Yeast colonies were picked, suspended in 3 mL SC medium with 2% glucose and without leucine and uracil, and grown to a stationary phase. The cells were then pelleted, washed twice in sterile water, and then resuspended in SC induction medium with 2% galactose and 1% raffinose, but without leucine and uracil, to an OD600 of 0.3. The cells were incubated for 20 h prior to plating on YPAD rich or SC media plates without arginine but with 60 mg/mL l-canavanine (Sigma). After incubation for 3 days, the colony number on each plate was counted. The C-to-T mutation frequency in CAN1 was determined as the ratio of the colony count on canavanine-containing plates to the colony count on YPAD-rich media plates. Each experiment was performed at least three times on different days. To determine the mutation spectrum, colonies were randomly picked and suspended in sterile water, followed by PCR amplification of the relevant CAN1 fragment and DNA sequencing. Control cultures (not treated with base editors) did not produce canavanine-resistant colonies.

Next-generation sequencing

Yeast colonies harboring plasmids expressing base editors and sgRNAs were picked from SC-L-U plates, suspended in 3 mL SC-L-U medium with 2% glucose, and grown to a stationary phase. The cultures were then washed twice to remove residual glucose, resuspended in 5 mL SC-L-U medium with 2% galactose and 1% raffinose to an OD600 of 0.3, and incubated for 20 h at 28 °C on a rotary shaker. Genomic DNA was extracted from culture samples of 0.5 mL volume, and the regions targeted by base editing were amplified by PCR with primer pairs containing index tags for sample multiplexing (Supplementary Table 3). PCR amplification was performed with the Phusion High-Fidelity DNA Polymerase (ThermoFisher) according to the manufacturer’s protocol, followed by product purification with the NucleoSpin Gel and PCR Clean-up kit (Machery-Nagel). The purified index-labeled PCR products were pooled at equal molar ratios. PCR-free library construction and NGS sequencing, demultiplexing by assigning reads to samples, and data filtering (including removal of adaptor sequences, contaminations and low-quality reads from raw reads) were done commercially (BGI, Hong Kong). Sequencing was performed on an Illumina MiSeq 4000 platform in a paired-end way to obtain 150 bp read length for each side and, on average, more than 100,000 reads per sample.

Data analysis

The clean FASTQ files obtained after data filtering were further analyzed with python scripts (available at https://github.com/zfcarpe/Cas9Sequencing). Briefly, the “pattern_extract.py” was first applied to scan all sequencing reads and extract the reads with the fixed length of the editing region (and exactly matching the two flanking sequences). This procedure excluded indel-containing and imperfectly matching reads, and allows summarizing each base calling in an alignment-like manner. Subsequent application of the “result_stat.py” script scanned each base within the editing region and calculated the frequency of each base converted to one of the other three bases by dividing the respective read number by the total number of sequencing reads to obtain the percentage of C-to-T editing and the percentage of edited reads with the C converted to any of the other bases.

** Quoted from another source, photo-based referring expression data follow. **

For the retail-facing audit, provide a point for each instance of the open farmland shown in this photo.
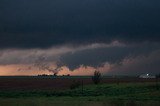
(57, 83)
(50, 91)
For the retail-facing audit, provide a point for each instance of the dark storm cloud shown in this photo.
(97, 57)
(41, 24)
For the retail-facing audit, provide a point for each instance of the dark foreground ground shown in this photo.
(78, 91)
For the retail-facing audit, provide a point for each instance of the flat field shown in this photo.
(78, 91)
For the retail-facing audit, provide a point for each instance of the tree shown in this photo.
(97, 77)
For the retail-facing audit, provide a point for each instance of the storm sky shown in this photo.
(116, 37)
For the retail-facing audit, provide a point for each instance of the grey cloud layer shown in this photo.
(45, 23)
(125, 59)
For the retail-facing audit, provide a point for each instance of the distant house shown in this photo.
(147, 76)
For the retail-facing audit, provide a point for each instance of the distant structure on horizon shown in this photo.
(147, 76)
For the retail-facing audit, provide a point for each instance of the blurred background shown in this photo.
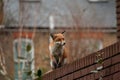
(25, 26)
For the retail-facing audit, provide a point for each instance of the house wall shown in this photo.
(41, 42)
(67, 13)
(81, 69)
(118, 18)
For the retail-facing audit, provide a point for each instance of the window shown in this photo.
(23, 59)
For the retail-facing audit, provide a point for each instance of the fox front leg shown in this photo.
(61, 61)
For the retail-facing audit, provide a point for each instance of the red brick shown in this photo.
(116, 76)
(107, 62)
(116, 59)
(77, 74)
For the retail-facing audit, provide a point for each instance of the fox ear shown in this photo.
(52, 36)
(63, 32)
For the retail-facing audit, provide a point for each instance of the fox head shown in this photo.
(58, 38)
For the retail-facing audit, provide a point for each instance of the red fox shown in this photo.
(58, 54)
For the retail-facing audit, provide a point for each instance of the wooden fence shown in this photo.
(81, 69)
(118, 17)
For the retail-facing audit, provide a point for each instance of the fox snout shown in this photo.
(63, 43)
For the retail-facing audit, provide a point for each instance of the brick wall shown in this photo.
(118, 18)
(80, 69)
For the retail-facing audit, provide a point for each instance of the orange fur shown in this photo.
(57, 49)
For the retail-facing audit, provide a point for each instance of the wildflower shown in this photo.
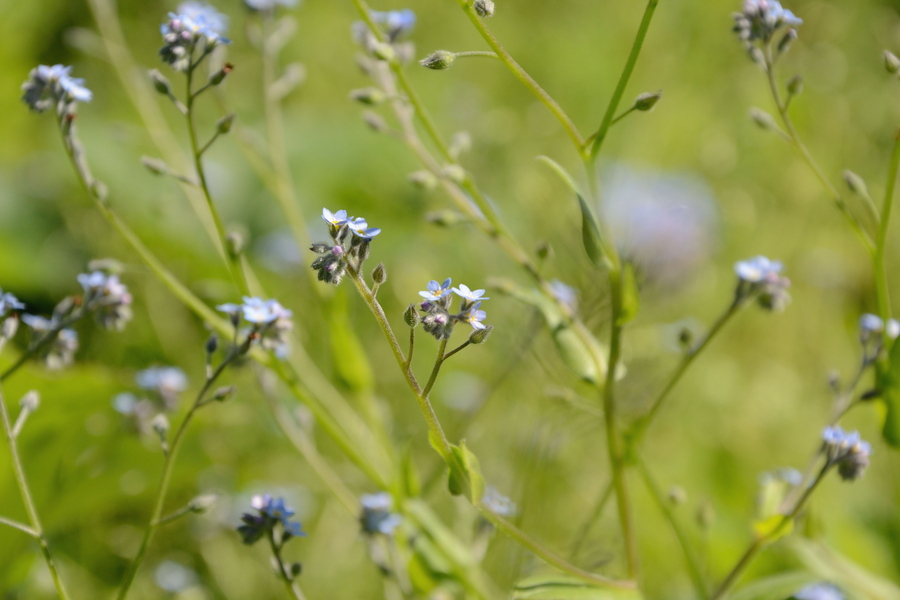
(474, 316)
(272, 513)
(760, 19)
(53, 86)
(109, 297)
(60, 352)
(847, 451)
(9, 303)
(168, 382)
(497, 503)
(437, 291)
(376, 516)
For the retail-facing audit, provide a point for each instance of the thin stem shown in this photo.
(523, 76)
(881, 283)
(234, 262)
(806, 155)
(36, 531)
(168, 467)
(436, 369)
(690, 555)
(613, 105)
(613, 443)
(20, 526)
(283, 571)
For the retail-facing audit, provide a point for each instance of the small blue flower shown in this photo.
(463, 291)
(474, 317)
(436, 290)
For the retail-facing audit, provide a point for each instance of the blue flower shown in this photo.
(474, 317)
(463, 291)
(437, 291)
(49, 86)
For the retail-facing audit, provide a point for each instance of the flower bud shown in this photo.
(439, 60)
(379, 275)
(220, 75)
(480, 336)
(856, 184)
(484, 8)
(647, 100)
(891, 62)
(223, 125)
(763, 120)
(411, 316)
(370, 96)
(160, 83)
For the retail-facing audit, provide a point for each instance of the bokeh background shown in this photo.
(755, 402)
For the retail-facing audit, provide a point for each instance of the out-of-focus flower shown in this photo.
(664, 223)
(61, 351)
(376, 516)
(53, 86)
(846, 450)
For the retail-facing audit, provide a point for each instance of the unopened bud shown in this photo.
(856, 184)
(370, 96)
(440, 60)
(480, 336)
(223, 393)
(155, 165)
(203, 503)
(160, 83)
(223, 125)
(763, 120)
(424, 180)
(647, 100)
(484, 8)
(411, 316)
(891, 62)
(379, 275)
(220, 75)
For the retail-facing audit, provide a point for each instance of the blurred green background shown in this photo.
(754, 403)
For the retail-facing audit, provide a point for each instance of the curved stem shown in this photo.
(806, 155)
(36, 531)
(608, 121)
(881, 283)
(523, 76)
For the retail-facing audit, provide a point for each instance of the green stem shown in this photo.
(523, 76)
(36, 531)
(168, 466)
(881, 282)
(806, 155)
(233, 261)
(690, 556)
(607, 122)
(613, 443)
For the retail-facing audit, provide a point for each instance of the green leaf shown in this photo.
(590, 231)
(889, 382)
(563, 587)
(350, 360)
(773, 528)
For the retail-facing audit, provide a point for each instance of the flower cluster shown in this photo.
(847, 451)
(351, 237)
(760, 19)
(272, 513)
(438, 320)
(761, 277)
(108, 298)
(47, 87)
(376, 515)
(270, 322)
(194, 22)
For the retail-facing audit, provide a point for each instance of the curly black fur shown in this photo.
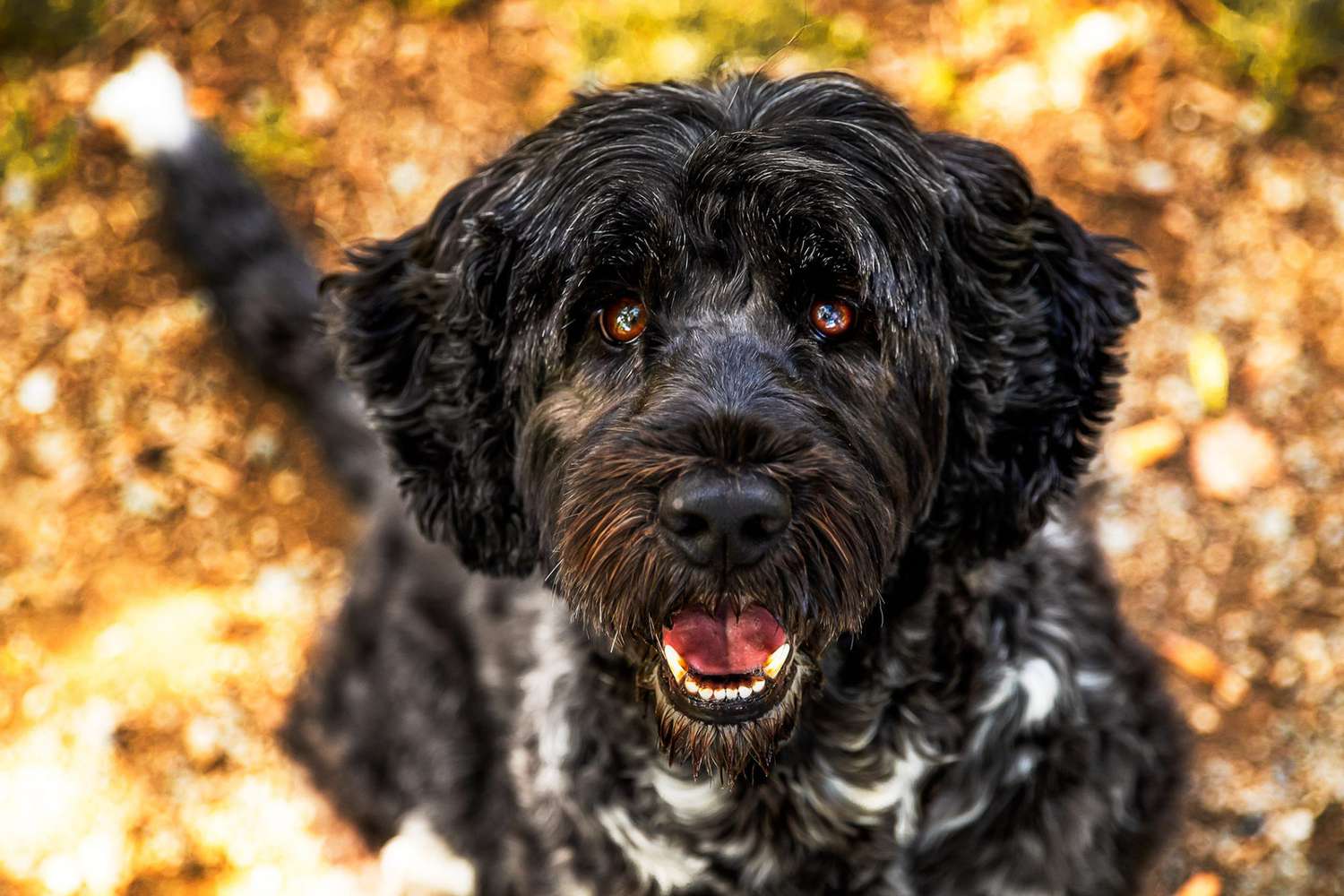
(965, 715)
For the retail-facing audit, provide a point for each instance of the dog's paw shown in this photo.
(147, 107)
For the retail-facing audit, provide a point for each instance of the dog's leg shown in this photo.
(257, 276)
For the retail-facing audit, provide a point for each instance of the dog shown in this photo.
(730, 538)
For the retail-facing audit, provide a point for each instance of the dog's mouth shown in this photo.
(726, 667)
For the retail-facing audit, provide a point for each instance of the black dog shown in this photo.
(780, 402)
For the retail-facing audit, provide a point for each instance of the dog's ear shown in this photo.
(424, 331)
(1038, 309)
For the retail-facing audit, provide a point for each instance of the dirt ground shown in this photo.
(169, 543)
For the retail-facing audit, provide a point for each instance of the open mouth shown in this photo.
(725, 667)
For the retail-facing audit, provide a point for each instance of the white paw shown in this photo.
(147, 107)
(418, 863)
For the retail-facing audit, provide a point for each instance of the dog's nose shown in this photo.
(723, 519)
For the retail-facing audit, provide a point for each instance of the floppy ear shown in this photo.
(424, 332)
(1038, 311)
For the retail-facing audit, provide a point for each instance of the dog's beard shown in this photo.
(726, 748)
(626, 583)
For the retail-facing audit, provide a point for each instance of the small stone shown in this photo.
(19, 193)
(406, 179)
(1231, 689)
(1204, 718)
(285, 487)
(1293, 828)
(38, 392)
(142, 498)
(316, 99)
(203, 742)
(1228, 457)
(1153, 177)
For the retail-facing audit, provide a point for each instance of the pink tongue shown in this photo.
(723, 643)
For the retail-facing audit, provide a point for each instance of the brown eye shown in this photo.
(831, 317)
(624, 320)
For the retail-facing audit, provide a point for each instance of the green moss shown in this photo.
(30, 159)
(46, 27)
(273, 145)
(1276, 42)
(623, 40)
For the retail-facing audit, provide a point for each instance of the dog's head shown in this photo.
(715, 358)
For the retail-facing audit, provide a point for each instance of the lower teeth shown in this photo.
(722, 694)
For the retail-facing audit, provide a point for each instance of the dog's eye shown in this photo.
(624, 320)
(831, 317)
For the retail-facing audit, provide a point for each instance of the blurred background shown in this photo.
(169, 544)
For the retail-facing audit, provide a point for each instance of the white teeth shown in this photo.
(706, 691)
(675, 662)
(776, 661)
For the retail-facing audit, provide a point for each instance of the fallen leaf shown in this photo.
(1144, 444)
(1202, 884)
(1191, 657)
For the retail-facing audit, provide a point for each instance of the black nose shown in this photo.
(723, 519)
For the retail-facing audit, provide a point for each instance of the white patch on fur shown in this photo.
(1040, 684)
(418, 863)
(898, 793)
(655, 860)
(693, 801)
(147, 107)
(545, 707)
(1059, 535)
(1093, 680)
(1035, 680)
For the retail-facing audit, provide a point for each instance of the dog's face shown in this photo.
(715, 358)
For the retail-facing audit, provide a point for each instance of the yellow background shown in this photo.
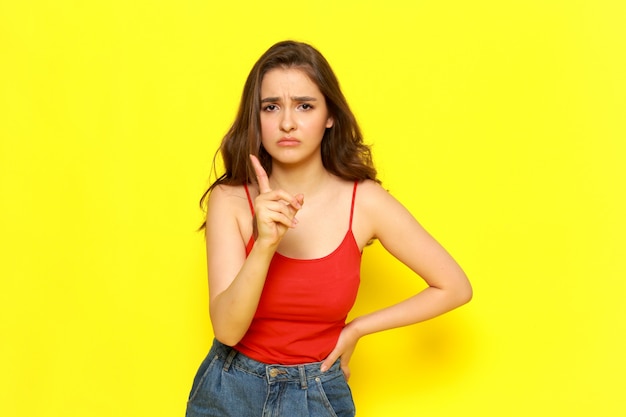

In addition, the script calculates the frequencies of all edited products by scanning each aligned read for conversion of the potential target cytidines. For the analysis of indel frequencies, the sequencing reads were scanned for two exactly matching 10-bp sequences that flank both sides of the region of interest (i.e., the sequence containing the editing sites). Reads without exact matches were excluded from further analysis. By calculating the length of the region, all sequencing reads exactly matching the length of the reference sequence were classified as not containing an indel, otherwise the read was classified as harboring an indel. A shell script “Cas9Sequencing.sh” combined the processes.

Reporting Summary

Further information on experimental design is available in the Nature Research Reporting Summary linked to this article.